What is return on invested capital (ROCE)?
For those of you who haven’t used ROCE before, it measures the “return on investment” (profit before tax) a company generates from the capital employed in its business. The formula for calculating it in Datadog is:
Return on invested capital = Earnings before interest and tax (EBIT) ÷ (Total assets – Current liabilities)
0.0043 = US$14 million ÷ (US$4.1 billion – US$973 million) (Based on the previous 12 months to March 2024).
So, Datadog’s ROCE is 0.4%. In absolute terms, this is a low return, below the software industry average of 7.1%.
Read Datadog’s latest analysis
In the chart above, you can see how Datadog’s current ROCE compares to its historical return on equity, but the past can only tell you so much.If you’re interested, check out our analyst forecasts. free Datadog Analyst Report.
What are the return trends like?
Datadog has been profitable recently, so it appears that previous investments are paying off.

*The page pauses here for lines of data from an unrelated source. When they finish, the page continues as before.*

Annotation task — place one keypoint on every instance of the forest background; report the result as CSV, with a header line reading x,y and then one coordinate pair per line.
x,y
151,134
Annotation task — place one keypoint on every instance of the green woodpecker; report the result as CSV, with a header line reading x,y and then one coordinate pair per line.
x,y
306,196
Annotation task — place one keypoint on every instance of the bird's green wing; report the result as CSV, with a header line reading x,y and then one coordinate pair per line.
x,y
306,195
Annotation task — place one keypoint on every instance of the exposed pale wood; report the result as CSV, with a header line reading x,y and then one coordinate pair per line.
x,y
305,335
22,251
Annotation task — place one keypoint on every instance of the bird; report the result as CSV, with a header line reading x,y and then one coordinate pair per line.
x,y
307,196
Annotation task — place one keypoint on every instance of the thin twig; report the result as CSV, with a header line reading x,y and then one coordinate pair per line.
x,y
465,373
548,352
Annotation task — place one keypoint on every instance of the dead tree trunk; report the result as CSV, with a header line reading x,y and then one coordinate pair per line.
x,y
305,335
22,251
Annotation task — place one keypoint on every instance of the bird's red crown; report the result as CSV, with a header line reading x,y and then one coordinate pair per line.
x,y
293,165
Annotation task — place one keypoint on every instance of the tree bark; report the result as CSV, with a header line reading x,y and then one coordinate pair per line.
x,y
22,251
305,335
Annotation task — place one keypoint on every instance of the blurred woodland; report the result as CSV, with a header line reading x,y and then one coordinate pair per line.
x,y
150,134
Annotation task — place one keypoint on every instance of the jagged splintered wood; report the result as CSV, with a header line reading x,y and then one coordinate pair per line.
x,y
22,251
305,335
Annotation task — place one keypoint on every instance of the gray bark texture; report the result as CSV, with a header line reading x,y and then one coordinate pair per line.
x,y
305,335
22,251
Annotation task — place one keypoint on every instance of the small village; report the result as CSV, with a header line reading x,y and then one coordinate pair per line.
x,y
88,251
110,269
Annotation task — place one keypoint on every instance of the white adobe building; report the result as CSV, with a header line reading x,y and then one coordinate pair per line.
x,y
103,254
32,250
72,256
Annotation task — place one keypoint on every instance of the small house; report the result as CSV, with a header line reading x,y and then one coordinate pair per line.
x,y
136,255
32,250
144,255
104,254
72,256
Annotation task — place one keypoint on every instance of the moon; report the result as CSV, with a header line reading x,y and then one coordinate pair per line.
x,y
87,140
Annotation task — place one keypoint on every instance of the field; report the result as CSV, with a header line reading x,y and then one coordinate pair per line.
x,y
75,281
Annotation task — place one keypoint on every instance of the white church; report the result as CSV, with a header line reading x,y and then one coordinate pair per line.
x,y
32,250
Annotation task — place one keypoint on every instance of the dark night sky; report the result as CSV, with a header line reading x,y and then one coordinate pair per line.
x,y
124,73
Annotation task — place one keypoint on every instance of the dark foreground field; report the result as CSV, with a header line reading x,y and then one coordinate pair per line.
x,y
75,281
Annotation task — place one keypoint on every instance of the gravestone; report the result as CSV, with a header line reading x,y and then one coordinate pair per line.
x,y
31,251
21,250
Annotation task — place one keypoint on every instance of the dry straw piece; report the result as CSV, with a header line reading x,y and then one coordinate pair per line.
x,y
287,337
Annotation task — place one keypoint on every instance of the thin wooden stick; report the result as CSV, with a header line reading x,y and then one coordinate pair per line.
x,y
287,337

The company was in the red five years ago, but now its profit is an eye-watering 0.4%. Not only that, the company is leveraging his 2,894% more capital than before, which is not surprising for a company trying to ensure profitability. This indicates that the company has plenty of reinvestment opportunities that can generate higher returns.
In another part of our analysis, we noticed that the company’s current liabilities to total assets ratio has decreased to 23%. This means that companies are no longer dependent on suppliers and short-term creditors to finance their operations. So shareholders will be pleased to see that the increase in profits is mainly due to underlying performance.
Important points
Simply put, we’re happy to see Datadog’s reinvestment efforts are paying off and the company is profitable. The company’s stock has also returned 34% of his profits to shareholders over the past three years, so investors seem to expect this trend to continue. So, given that the company’s stock has proven to be on an encouraging trend, it’s worth researching the company further to see if this trend continues.
If you want to know about the risks Datadog faces, here’s what we’ve discovered: 2 warning signs Here’s what you need to know.
For those who want to invest solid company, check this out free A list of companies with strong balance sheets and high return on equity.
Valuation is complicated, but we can help make it simple.
Check out our comprehensive analysis, including the following, to see if Datadog is potentially overvalued or undervalued. Fair value estimates, risks and caveats, dividends, insider trading, and financial health.
See free analysis
Have feedback about this article? Concerns about the content? contact Please contact us directly. Alternatively, send an email to the editorial team at: simplywallst.com
This article by Simply Wall St is general in nature. We use only unbiased methodologies to provide commentary based on historical data and analyst forecasts, and our articles are not intended as financial advice. It is not a recommendation to buy or sell stocks, and does not take into account your objectives, or your financial situation. We seek to provide long-term focused analysis driven by fundamental data. Note that our analysis may not take into account the latest price sensitive company announcements or qualitative material. Simply Wall St has no position in any of the stocks mentioned.